Paul Henry <[email protected]> wrote:
> Hello!
>
> When using unicorn unicorn v4.8.2, we're seeing a high number of TCP
> retransmits at a high connection rate.
>
> Smartos version: 20131218T184706Z
>
> Rackup file used:
>
> > cat server.ru
> run -> (env) { [200, {"Content-Type" => "text/plain"},
> [Time.now.iso8601(6)]] }
>
> To start unicorn:
> > bundle exec unicorn -l 9292 server.ru
>
> To benchmark unicorn:
> >> Benchmark.measure { 1000.times { time=Benchmark.measure {
> >> open("http://<ip>:9292/api/v1/settings/time",
> "Host" => "api.wanelo.com")}.real; p (time*1000).round(2) if time > 0.05 } }
Thanks for including a small example to reproduce the problem on your
end. Is that open call is from "open-uri" in the stdlib?
(does it attempt persistent connections?)
> After the total number of connections on the system goes above 8,000
> (16,000 is the average number of connections), we start seeing delays of
> around 1.1 seconds.
I was not able to reproduce the issue with two Linux machines over
my (pretty bad) 100Mbps LAN.
I used the script at the bottom to create a lot of client connections
from my client machine to the machine running unicorn (but this is not
connecting to unicorn, but a scalable server (e.g. nginx) with infinite
persistence).
> We don't see the issue over the local loopback interface, only over the
> net. When using Webrick, we also don't see this issue.
What's strange is the issue does not manifest under Webrick for you.
Which version of Ruby is that Webrick from?
strace-ing "rackup -s webrick server.ru" reveals several differences:
1) webrick uses a listen backlog of only 128 (unicorn uses 1024)
2) webrick does not disable Nagle's algorithm.
3) webrick does not set SO_KEEPALIVE (not really needed for unicorn)
So perhaps you can try config like the following to more closely match
what webrick does:
listen 9292, backlog: 128, tcp_nodelay: false
On the other hand, maybe webrick is too slow.
> Our tcp initial retransmit interval is 1 second.
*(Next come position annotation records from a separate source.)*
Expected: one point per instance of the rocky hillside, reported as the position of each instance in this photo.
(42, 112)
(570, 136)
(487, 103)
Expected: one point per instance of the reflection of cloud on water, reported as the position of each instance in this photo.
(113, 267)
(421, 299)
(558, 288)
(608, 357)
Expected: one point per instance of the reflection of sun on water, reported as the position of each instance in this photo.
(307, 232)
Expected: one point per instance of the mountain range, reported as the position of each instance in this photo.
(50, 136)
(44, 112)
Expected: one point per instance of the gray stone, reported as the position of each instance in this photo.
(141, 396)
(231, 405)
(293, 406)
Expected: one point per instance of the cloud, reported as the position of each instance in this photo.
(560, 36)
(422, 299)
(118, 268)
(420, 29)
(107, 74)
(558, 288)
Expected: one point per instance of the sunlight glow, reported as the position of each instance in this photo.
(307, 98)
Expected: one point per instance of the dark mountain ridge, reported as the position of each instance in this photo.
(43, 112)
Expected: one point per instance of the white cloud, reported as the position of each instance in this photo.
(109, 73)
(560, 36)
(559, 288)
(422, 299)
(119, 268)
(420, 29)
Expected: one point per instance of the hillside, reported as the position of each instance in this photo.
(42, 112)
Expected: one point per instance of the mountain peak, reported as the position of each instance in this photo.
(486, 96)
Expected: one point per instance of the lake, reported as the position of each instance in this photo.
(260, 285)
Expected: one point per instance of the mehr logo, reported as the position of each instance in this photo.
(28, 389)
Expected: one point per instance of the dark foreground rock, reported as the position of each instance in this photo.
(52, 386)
When the interval is
> reduced, the occasional latency goes down. We also see the retransmits in
> netstat, about 1 - 2 every second.
>
> Anything that we should look at next?
Try the above config to minimize the differences between webrick
and unicorn.
If that fails, perhaps disabling SO_KEEPALIVE will work, but I'm
a bit lost as I'm not familiar with SmartOS quirks.
(you'll need to comment it out in lib/unicorn/socket_helper.rb)
Maybe try a little mock server like this, too (should be fastest :)
---------------------------- hello_world.rb ----------------
require 'socket'
s = TCPServer.new(host, port)
# start changing knobs here:
# s.setsockopt(:SOL_SOCKET, :SO_KEEPALIVE, 1)
# s.setsockopt(:IPPROTOL_TCP, :TCP_NODELAY, 1)
res = "HTTP/1.0 200 OK\r\nContent-Length: 12\r\n\r\nhello world\n"
junk = ""
loop do
c = s.accept
c.readpartial(1024, junk)
c.write(res)
c.close
end
----------------------------- many.rb --------------------------
# opens a lot of idle connections, be careful :)
require 'socket'
pids = []
host = '10.45.14.175'
port = 7500 # not unicorn
at_exit { pids.each { |pid| Process.kill(:TERM, pid) } }
24.times do
pid = fork do
keep = []
begin
s = TCPSocket.new(host, port)
# put something in the socket buffers
s.write("GET / HTTP/1.1\r\nHost: example.com\r\n\r\n")
keep << s
rescue => e
$stdout.syswrite("#$$ done (#{keep.size}): #{e.message}\n")
sleep
end while true
end
pids << pid
end
p Process.waitall
--
EW